With today’s update, YugabyteDB is transforming itself from a platform that’s simply Postgres-compatible to become a distributed PostgreSQL database itself. To coincide with that move, it also announced an artificial intelligence-powered tool called the Voyager Modernization Co-Pilot that promises to help developers easily migrate critical data from PostgreSQL systems into Yugabyte DB.

Although not as popular as PostgreSQL databases, YugabyteDB has carved out a reputation for itself as a specialized, high-performance distributed structured query language database that can run in any public or private cloud, as well as Kubernetes environments.

The company says YugabyteDB is ideal for applications that require low query latency, extreme resilience against failures, and global data distribution. Its features include a powerful document store, auto-sharding and per-shard distributed consensus replication with multishare atomicity, consistency, isolation and durability.

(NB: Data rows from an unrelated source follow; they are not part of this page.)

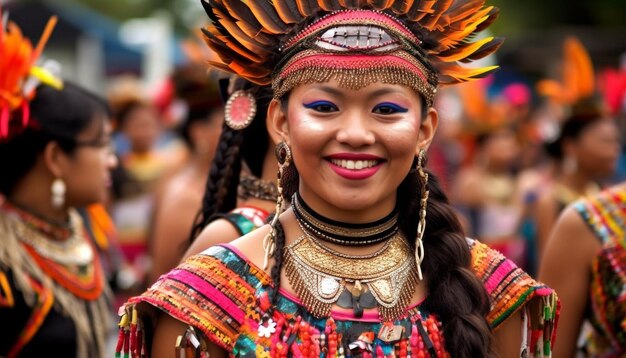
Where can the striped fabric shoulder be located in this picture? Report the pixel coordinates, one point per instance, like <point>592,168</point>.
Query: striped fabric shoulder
<point>212,292</point>
<point>509,287</point>
<point>604,214</point>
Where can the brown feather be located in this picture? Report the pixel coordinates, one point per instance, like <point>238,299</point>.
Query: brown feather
<point>288,11</point>
<point>243,41</point>
<point>430,21</point>
<point>266,14</point>
<point>246,20</point>
<point>419,9</point>
<point>380,4</point>
<point>485,50</point>
<point>307,7</point>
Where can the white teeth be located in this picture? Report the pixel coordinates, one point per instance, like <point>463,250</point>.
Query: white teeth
<point>354,164</point>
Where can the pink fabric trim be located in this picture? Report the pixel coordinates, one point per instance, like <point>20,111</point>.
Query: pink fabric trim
<point>504,269</point>
<point>210,291</point>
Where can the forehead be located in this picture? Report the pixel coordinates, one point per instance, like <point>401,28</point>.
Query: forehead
<point>376,89</point>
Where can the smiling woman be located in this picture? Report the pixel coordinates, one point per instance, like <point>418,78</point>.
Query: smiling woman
<point>369,259</point>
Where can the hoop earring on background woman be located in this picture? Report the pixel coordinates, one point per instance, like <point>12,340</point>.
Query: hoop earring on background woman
<point>421,225</point>
<point>58,190</point>
<point>283,155</point>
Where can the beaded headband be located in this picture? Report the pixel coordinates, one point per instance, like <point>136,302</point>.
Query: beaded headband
<point>416,43</point>
<point>356,48</point>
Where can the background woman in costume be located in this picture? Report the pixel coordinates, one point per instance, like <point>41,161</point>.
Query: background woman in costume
<point>587,146</point>
<point>487,192</point>
<point>369,259</point>
<point>180,196</point>
<point>591,277</point>
<point>241,191</point>
<point>55,152</point>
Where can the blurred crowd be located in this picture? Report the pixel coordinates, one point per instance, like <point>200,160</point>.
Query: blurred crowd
<point>512,154</point>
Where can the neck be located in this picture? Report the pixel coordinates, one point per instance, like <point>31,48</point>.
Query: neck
<point>200,162</point>
<point>341,233</point>
<point>37,200</point>
<point>577,181</point>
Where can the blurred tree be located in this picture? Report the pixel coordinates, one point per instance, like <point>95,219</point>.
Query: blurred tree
<point>517,18</point>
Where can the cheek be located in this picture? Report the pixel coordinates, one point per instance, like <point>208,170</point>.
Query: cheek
<point>400,137</point>
<point>307,133</point>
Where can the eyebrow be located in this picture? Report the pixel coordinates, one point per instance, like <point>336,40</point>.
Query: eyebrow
<point>337,92</point>
<point>331,90</point>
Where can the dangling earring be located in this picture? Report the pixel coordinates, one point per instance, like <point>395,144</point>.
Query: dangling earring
<point>570,165</point>
<point>58,193</point>
<point>283,155</point>
<point>421,225</point>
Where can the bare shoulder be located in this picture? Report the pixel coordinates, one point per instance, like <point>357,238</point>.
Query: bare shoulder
<point>251,245</point>
<point>571,229</point>
<point>219,231</point>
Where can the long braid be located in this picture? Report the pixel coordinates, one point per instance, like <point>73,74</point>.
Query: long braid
<point>455,294</point>
<point>221,186</point>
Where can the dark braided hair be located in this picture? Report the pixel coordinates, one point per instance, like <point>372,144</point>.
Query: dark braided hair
<point>455,294</point>
<point>249,145</point>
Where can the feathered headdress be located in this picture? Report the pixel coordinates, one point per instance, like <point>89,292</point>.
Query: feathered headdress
<point>417,43</point>
<point>578,79</point>
<point>18,74</point>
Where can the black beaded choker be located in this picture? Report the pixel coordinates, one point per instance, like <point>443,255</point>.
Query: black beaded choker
<point>341,233</point>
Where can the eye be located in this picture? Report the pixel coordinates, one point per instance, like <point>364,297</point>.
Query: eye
<point>322,106</point>
<point>389,108</point>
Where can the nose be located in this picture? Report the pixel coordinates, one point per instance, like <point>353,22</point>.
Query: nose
<point>355,130</point>
<point>112,160</point>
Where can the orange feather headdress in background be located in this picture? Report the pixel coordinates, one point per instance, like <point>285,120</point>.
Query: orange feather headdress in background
<point>578,79</point>
<point>19,74</point>
<point>261,40</point>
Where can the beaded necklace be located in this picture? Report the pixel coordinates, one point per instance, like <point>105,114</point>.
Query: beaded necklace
<point>329,230</point>
<point>71,262</point>
<point>322,276</point>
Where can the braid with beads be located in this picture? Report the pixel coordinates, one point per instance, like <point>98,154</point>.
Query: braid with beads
<point>249,145</point>
<point>223,179</point>
<point>455,294</point>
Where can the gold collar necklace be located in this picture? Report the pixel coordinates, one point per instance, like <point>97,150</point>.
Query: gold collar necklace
<point>321,276</point>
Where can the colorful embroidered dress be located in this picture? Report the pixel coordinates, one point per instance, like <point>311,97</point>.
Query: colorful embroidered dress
<point>606,216</point>
<point>225,297</point>
<point>54,300</point>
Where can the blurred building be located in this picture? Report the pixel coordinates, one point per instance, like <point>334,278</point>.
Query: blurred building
<point>90,46</point>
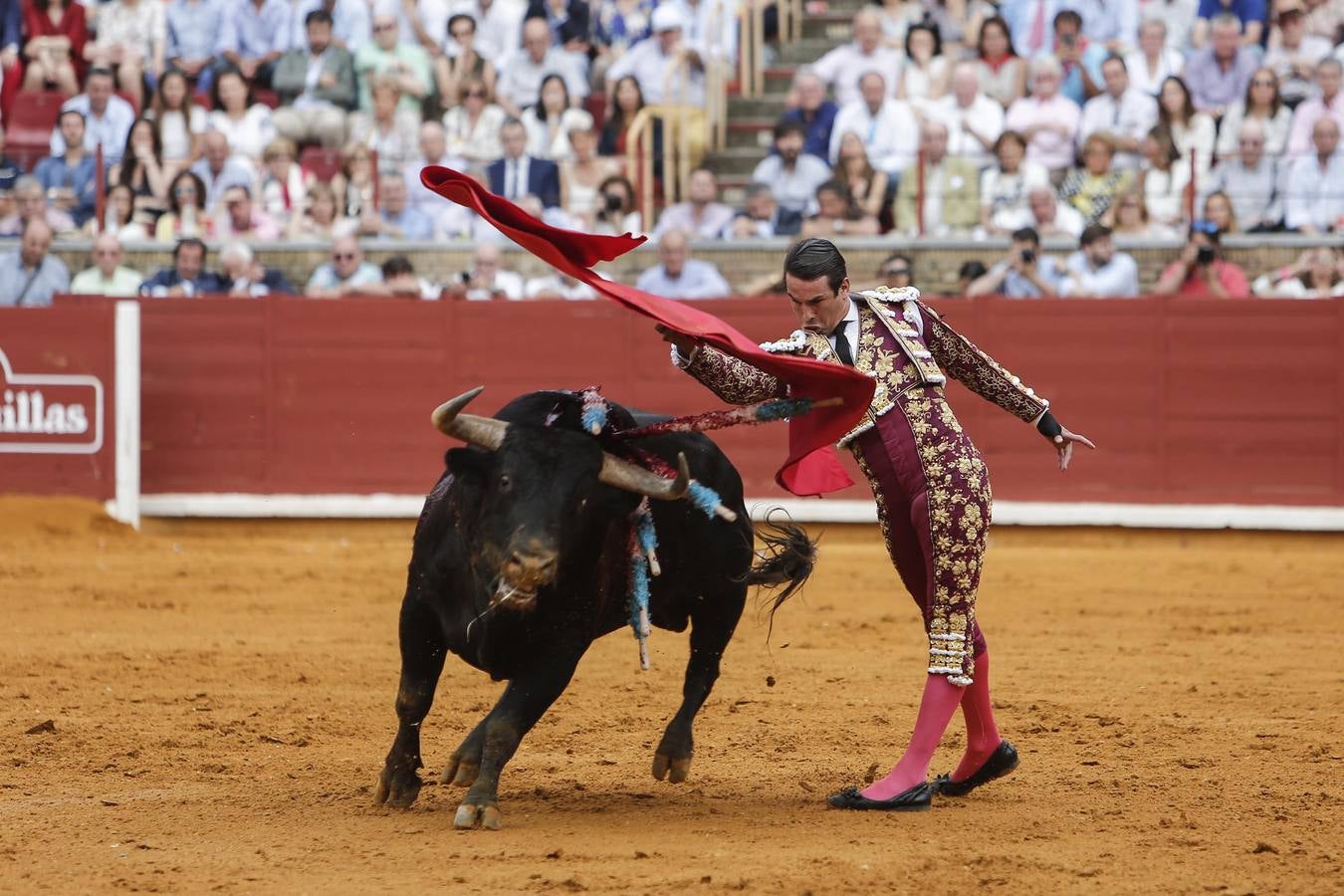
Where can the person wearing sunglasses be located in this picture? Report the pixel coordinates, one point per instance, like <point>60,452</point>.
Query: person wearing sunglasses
<point>1202,272</point>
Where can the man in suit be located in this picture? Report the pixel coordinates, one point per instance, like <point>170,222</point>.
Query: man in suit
<point>951,188</point>
<point>518,175</point>
<point>929,481</point>
<point>316,87</point>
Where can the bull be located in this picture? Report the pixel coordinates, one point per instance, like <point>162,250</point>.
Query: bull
<point>522,559</point>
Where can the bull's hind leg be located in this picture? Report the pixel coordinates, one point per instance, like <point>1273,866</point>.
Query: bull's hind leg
<point>529,695</point>
<point>713,623</point>
<point>422,661</point>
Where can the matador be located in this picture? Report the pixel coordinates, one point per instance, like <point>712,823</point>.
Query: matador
<point>929,483</point>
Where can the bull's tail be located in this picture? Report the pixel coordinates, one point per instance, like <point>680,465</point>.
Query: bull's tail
<point>786,559</point>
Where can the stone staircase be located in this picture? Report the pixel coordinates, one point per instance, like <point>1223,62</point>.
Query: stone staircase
<point>752,119</point>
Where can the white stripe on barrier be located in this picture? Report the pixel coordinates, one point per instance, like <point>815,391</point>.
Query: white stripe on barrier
<point>1156,516</point>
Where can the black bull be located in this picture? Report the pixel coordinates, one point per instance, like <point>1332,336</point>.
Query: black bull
<point>522,559</point>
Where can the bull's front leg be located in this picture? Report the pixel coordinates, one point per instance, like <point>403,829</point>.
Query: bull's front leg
<point>423,650</point>
<point>525,700</point>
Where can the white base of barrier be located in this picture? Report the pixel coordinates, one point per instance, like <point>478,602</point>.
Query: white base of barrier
<point>1151,516</point>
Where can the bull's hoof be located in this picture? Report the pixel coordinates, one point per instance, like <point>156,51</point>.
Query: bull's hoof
<point>461,774</point>
<point>396,787</point>
<point>672,770</point>
<point>469,817</point>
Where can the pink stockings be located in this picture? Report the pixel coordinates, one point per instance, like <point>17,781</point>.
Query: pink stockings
<point>936,710</point>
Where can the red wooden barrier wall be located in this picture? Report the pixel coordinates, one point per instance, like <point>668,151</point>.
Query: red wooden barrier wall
<point>1190,400</point>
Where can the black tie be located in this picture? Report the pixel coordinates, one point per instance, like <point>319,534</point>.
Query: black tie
<point>843,345</point>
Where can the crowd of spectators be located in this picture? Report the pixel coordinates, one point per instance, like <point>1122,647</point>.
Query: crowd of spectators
<point>1025,119</point>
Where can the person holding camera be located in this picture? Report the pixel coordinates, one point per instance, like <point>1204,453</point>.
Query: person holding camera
<point>1201,270</point>
<point>1023,273</point>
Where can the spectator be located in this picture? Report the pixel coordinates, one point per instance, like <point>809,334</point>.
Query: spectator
<point>1097,270</point>
<point>194,30</point>
<point>522,73</point>
<point>1265,108</point>
<point>218,169</point>
<point>866,184</point>
<point>924,77</point>
<point>31,204</point>
<point>763,216</point>
<point>1313,187</point>
<point>461,61</point>
<point>552,119</point>
<point>582,176</point>
<point>108,276</point>
<point>29,276</point>
<point>57,34</point>
<point>663,62</point>
<point>1045,118</point>
<point>473,125</point>
<point>238,117</point>
<point>1193,131</point>
<point>1079,60</point>
<point>187,277</point>
<point>107,117</point>
<point>403,65</point>
<point>887,126</point>
<point>1220,73</point>
<point>847,64</point>
<point>897,272</point>
<point>617,214</point>
<point>951,189</point>
<point>1052,219</point>
<point>187,216</point>
<point>791,175</point>
<point>518,175</point>
<point>1314,274</point>
<point>1201,270</point>
<point>244,276</point>
<point>179,119</point>
<point>129,43</point>
<point>1002,73</point>
<point>1003,189</point>
<point>1296,53</point>
<point>1220,212</point>
<point>808,107</point>
<point>702,215</point>
<point>1328,104</point>
<point>1023,273</point>
<point>974,119</point>
<point>316,87</point>
<point>345,274</point>
<point>1121,112</point>
<point>1250,180</point>
<point>1156,60</point>
<point>256,34</point>
<point>837,215</point>
<point>1093,187</point>
<point>679,276</point>
<point>70,179</point>
<point>388,129</point>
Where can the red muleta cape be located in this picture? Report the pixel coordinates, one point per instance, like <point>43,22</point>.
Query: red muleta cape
<point>812,466</point>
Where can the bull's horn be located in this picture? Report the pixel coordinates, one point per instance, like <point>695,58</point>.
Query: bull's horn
<point>483,431</point>
<point>626,476</point>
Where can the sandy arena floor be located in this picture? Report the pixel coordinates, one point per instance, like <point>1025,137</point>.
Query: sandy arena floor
<point>222,700</point>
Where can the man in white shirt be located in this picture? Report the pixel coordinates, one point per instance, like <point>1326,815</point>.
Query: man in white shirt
<point>679,276</point>
<point>974,119</point>
<point>1121,112</point>
<point>655,61</point>
<point>843,66</point>
<point>887,126</point>
<point>1097,270</point>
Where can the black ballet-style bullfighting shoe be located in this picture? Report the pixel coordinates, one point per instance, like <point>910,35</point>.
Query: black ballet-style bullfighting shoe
<point>918,798</point>
<point>999,765</point>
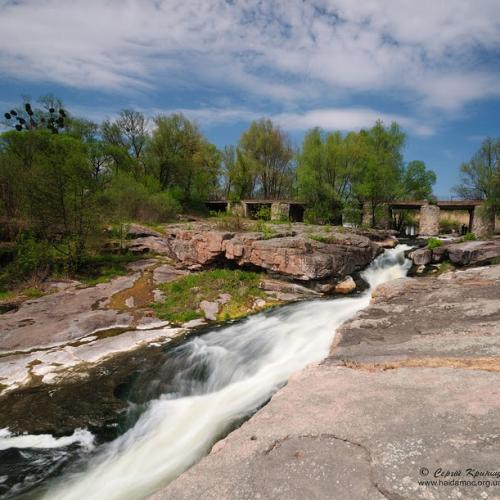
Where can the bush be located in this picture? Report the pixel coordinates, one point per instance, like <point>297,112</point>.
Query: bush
<point>263,213</point>
<point>143,201</point>
<point>34,260</point>
<point>316,215</point>
<point>448,226</point>
<point>228,222</point>
<point>183,296</point>
<point>433,243</point>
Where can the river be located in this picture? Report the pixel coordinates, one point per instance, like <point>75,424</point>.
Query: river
<point>206,387</point>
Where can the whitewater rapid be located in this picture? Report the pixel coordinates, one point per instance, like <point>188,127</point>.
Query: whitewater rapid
<point>223,376</point>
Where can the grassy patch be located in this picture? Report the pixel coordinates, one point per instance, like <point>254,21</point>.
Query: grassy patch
<point>183,296</point>
<point>444,267</point>
<point>323,239</point>
<point>267,231</point>
<point>6,295</point>
<point>433,243</point>
<point>103,268</point>
<point>469,237</point>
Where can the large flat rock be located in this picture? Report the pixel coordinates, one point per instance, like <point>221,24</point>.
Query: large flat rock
<point>336,433</point>
<point>410,393</point>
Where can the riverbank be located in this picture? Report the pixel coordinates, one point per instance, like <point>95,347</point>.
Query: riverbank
<point>196,390</point>
<point>409,393</point>
<point>174,289</point>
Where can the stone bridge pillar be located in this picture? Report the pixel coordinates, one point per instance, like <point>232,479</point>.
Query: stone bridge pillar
<point>429,220</point>
<point>483,221</point>
<point>367,215</point>
<point>280,210</point>
<point>237,208</point>
<point>383,216</point>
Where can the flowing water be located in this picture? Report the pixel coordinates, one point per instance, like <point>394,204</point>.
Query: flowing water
<point>205,387</point>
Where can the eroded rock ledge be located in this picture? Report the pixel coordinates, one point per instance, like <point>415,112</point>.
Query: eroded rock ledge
<point>305,253</point>
<point>411,386</point>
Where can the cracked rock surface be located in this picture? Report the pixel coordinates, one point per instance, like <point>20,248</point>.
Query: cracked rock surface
<point>411,387</point>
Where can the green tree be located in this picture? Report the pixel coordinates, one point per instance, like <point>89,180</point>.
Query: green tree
<point>327,167</point>
<point>381,177</point>
<point>266,152</point>
<point>417,181</point>
<point>182,159</point>
<point>480,176</point>
<point>126,139</point>
<point>58,193</point>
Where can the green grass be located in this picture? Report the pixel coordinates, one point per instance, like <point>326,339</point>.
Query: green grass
<point>469,237</point>
<point>433,243</point>
<point>444,267</point>
<point>103,268</point>
<point>6,295</point>
<point>267,232</point>
<point>323,239</point>
<point>33,293</point>
<point>183,296</point>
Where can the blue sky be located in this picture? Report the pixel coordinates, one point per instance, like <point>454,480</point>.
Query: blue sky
<point>340,64</point>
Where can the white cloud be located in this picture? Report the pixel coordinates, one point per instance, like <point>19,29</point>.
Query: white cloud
<point>343,119</point>
<point>289,52</point>
<point>347,119</point>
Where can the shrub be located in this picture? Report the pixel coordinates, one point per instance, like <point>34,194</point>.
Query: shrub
<point>130,199</point>
<point>263,213</point>
<point>323,239</point>
<point>433,243</point>
<point>448,226</point>
<point>183,296</point>
<point>33,261</point>
<point>228,222</point>
<point>470,237</point>
<point>267,231</point>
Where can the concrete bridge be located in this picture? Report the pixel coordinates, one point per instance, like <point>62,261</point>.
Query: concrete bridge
<point>280,209</point>
<point>480,222</point>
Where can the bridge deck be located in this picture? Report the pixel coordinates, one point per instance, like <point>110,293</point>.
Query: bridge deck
<point>442,204</point>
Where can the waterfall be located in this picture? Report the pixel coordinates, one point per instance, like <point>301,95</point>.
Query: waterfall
<point>220,378</point>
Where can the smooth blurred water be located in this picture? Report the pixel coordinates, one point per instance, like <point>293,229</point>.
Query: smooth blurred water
<point>211,382</point>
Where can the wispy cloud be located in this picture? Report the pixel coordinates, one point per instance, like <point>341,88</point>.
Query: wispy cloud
<point>288,52</point>
<point>343,119</point>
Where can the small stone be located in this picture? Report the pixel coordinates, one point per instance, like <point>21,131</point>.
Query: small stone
<point>210,309</point>
<point>224,298</point>
<point>194,323</point>
<point>130,302</point>
<point>346,286</point>
<point>259,304</point>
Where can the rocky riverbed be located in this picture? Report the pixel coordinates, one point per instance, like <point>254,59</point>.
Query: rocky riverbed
<point>409,393</point>
<point>62,336</point>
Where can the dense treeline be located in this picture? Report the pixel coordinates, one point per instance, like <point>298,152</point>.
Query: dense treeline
<point>480,176</point>
<point>64,179</point>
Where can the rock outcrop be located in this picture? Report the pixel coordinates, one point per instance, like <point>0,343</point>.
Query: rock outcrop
<point>410,388</point>
<point>298,255</point>
<point>466,253</point>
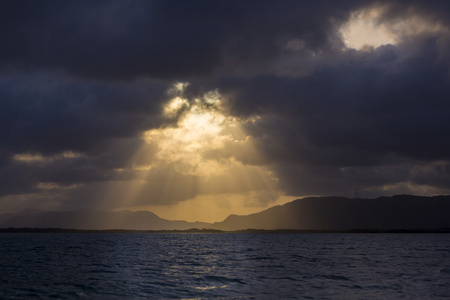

Perhaps the best attribute of YugabyteDB is its ability to bundle both SQL and NoSQL capabilities in one platform, meaning it can work with both structured and unstructured data. Because of this, enterprises can standardize all of their critical business workloads on a single, highly distributed database, eliminating the need to maintain multiple databases.

These features help YugabyteDB to stand out, but it remains a relatively niche product, and it’s still far less popular than PostgreSQL. Data from DB-Engines shows that PostgreSQL ranks as the world’s fourth most popular database overall, while YugabyteDB lies in a distant, 108th place.

PostgreSQL’s popularity stems from its mature feature set, its powerful extensions, its vibrant open-source community and its support for dozens of programming languages. However, the database is still plagued by problems with its limited resilience and scalability, which makes it less than ideal for applications that must remain online 24/7, scale rapidly to meet demand, and maintain data in multiple regions.

By becoming a PostgreSQL database itself, YugabyteDB gives developers the best of both worlds. They get all of the power and familiarity of PostgreSQL by pairing its trusted application programming interface with the resilient and distributed architecture of YugabyteDB.

Yugabyte says it reuses the PostgreSQL query engine to achieve PostgreSQL runtime compatibility and ensure that features such as transactional semantics, retry logic, error codes, system catalogs, information schemas and change data capture work exactly the same as they behave in PostgreSQL.

Co-founder and co-Chief Executive Karthik Ranganathan said today’s update means YugabyteDB becomes the first truly distributed PostgreSQL database. “The latest version continues to push the boundaries of performance, scalability and simplicity for enterprises embracing cloud-native architectures, while harnessing the power of the world’s most popular database,” he said.

Developers can now use Yugabyte’s Voyager Modernization Co-Pilot to perform simple, lift-and-shift migrations from a traditional PostgreSQL database to YugabyteDB, the company said.

Yugabyte added that it has not only mirrored the capabilities of PostgreSQL, but also improved some of them in its latest release. Its new Adaptive Cost-Based Optimizer improves on the capabilities of the built-in PostgreSQL cost-based optimizer, which is critical for handling multiple, diverse workloads. According to Yugabyte, its adaptive version extends the range of PostgreSQL’s CBO to cover high-scale and multi-region applications, determining the most optimal query plan that takes into consideration whether the data is co-located, automatically sharded or distributed across regions.